Why does Perl allow invoking coderefs on unblessed data structures?

Question

When executing the statement $obj->method();, perldiag says that Perl needs to know what package the method belongs to. That's why it needs to be blessed:

Can't call method "%s" on unblessed reference

(F) A method call must know in what package it's supposed to run. It ordinarily finds this out from the object reference you supply, but you didn't supply an object reference in this case. A reference isn't an object reference until it has been blessed. See perlobj.

Because of this, it isn't possible to do the following:

my $data = [
             [ 1, 2, 3 ],
             [ 4, 5, 6 ],
           ];

$data->process( @params );  # Can't call method "process" on unblessed reference

Then why does it work with a coderef?:

my $process = \&process;    # Same method as before
$data->$process( @params ); # Works fine now

Answer 1

$variable->method(@args)

just invokes

method($variable, @args)

But in which package should Perl find the method subroutine? If $variable is a blessed reference, Perl will look for the subroutine in the package returned by ref $variable. If $variable is a string and the name of a package, Perl will look for the subroutine in that package name.

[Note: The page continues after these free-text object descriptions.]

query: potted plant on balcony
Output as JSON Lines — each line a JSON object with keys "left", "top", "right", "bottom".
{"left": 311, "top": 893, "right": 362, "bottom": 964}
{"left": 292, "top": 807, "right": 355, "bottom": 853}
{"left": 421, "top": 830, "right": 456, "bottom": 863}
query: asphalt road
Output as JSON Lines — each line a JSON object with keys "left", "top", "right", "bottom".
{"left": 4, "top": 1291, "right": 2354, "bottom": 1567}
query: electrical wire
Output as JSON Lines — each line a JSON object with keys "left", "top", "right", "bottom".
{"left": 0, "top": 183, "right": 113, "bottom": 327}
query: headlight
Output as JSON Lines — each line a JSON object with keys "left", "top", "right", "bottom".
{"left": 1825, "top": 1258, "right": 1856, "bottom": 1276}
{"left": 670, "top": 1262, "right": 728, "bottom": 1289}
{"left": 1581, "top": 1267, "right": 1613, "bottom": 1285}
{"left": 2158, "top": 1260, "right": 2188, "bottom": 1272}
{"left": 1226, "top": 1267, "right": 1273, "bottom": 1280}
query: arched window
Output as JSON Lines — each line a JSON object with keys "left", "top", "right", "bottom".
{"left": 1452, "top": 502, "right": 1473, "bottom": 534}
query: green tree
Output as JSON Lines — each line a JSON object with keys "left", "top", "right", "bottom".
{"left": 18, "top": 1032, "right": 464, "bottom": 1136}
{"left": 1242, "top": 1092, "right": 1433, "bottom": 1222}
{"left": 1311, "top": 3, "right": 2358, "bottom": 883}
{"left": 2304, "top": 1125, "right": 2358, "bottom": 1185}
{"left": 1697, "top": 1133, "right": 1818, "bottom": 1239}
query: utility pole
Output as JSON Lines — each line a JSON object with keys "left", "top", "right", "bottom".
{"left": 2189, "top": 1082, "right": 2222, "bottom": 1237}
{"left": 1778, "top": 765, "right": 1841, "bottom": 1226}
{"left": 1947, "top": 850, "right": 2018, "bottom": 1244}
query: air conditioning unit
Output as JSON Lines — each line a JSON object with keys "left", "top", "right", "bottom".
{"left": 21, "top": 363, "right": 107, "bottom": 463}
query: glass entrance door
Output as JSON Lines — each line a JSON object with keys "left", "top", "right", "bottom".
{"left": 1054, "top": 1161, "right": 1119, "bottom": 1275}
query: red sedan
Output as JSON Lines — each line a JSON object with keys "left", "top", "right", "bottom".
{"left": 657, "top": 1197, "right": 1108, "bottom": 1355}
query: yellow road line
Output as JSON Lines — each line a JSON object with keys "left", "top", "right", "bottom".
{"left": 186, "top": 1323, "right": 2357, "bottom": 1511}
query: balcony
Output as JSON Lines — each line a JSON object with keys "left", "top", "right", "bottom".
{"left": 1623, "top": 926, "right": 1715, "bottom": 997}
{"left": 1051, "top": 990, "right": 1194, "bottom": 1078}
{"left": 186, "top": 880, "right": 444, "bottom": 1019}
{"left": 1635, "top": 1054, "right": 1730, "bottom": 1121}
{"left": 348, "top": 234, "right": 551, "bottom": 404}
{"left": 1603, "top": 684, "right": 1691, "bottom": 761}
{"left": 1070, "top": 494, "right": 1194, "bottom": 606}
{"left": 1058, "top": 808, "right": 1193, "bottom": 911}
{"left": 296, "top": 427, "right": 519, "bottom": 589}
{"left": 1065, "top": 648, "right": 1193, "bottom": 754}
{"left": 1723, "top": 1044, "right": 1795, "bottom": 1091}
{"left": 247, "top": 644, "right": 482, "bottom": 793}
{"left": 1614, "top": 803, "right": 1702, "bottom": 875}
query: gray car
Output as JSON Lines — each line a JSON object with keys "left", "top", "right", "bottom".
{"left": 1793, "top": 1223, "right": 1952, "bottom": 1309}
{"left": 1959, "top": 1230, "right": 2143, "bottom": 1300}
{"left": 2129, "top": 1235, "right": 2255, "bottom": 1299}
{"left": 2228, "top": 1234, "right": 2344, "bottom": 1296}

In your second example, when you declare

$process = \&process

you have given Perl the reference to the code you want to invoke, so Perl knows to take the call

$variable->$process(@args)

and invoke

$process->($variable, @args)

or

&process($variable, @args)

It is only when $variable is an unblessed reference, and the method name can not be resolved into a code reference, that Perl cannot figure out what to do and punts.

Answer 2

When perl sees $x->$y it compiles it into something like:

if (reftype $y eq 'CODE') {
    $y->($x)
}
else {
    if (my $code_ref = eval {$x->can($y)}) {
        $code_ref->($x)
    }
    else {
       die "error"
    }
}

If $y happens to be a bareword, the first check is always false, and then the else block performs a normal method call.

Answer 3

In the first example, you're trying to call a method of an array reference by name; the array reference doesn't have any methods, so this doesn't even make sense.

In the second example, you're using similar syntax, but in this case the -> is just syntactic sugar for calling the right-hand parameter with the left-hand parameter as the first argument; it's not calling an instance method, it's simply invoking a subroutine with the parameter specified in a confusing way.